Misbakhun mengatakan, hal itu menanggapi pengakuan Kepala Kantor Wilayah Direktorat Jenderal Pajak Jakarta Khusus Muhammad Haniv yang menyebut Google menolak untuk diperiksa Ditjen Pajak. Menurutnya, pemerintah harus tegas menegakkan aturan agar sikap Google tidak diikuti perusahaan multinasional lainnya untuk melakukan aksi serupa.
"Tindakan tegas ini penting supaya tidak menjadi preseden buruk bagi perusahaan multinasional lainnya yang beroperasi sejenis Google untuk tidak melakukan upaya yang sama terhadap otoritas pajak Indonesia," katanya di Jakarta, Jumat (16/9).
Mantan pegawai Ditjen Pajak itu menambahkan, Google Indonesia tak bisa berkelit dari kewajiban pajak meski statusnya hanya sebagai perwakilan Google Inc yang berbasis di California. Karenanya, salah satu inisiator Undang-Undang Tax Amnesty itu mengingatkan Google Indonesia untuk bersikap kooperatif kepada petugas pajak yang bekerja berdasarkan kewenangan sebagaimana diatur undang-undang.
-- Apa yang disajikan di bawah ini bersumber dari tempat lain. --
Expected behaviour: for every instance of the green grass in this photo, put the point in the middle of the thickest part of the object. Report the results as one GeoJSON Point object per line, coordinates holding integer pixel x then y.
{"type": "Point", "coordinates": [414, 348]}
Apabila pihak Google tidak menunjukkan sikap kooperatif kepada otoritas perpajakan di Indonesia, lanjutnya, maka pemerintah harus segera melakukan upaya terpadu untuk memberikan tindakan sepadan dan pantas. Yakni dengan menerbitkan Surat Ketetapan Pajak (SKP) secara jabatan kepada Google di Indonesia, atau bahkan memblokir operasionalnya di seluruh wilayah NKRI.
Lebih lanjut, politikus Partai Golkar itu menambahkan, sikap Google merupakan bentuk arogansi terhadap otoritas pemerintah Republik Indonesia. Menurutnya, pemerintah jelas memiliki kewenangan untuk memungut pajak kepada entitas bisnis dari manapun yang mendapatkan penghasilan di wilayah Indonesia sesuai dengan prinsip-prinsip aturan perpajakan yang diatur oleh undang-undang yang berlaku di Indonesia.
"Apa yang dilakukan oleh Google sudah mencerminkan adanya arogansi terhadap otoritas pemerintah Indonesia. Karena itu, saya mendukung penuh upaya Direktorat Jenderal Pajak melakukan tindakan yang keras terhadap Google sesuai aturan perpajakan yang ada," tegas Misbakhun.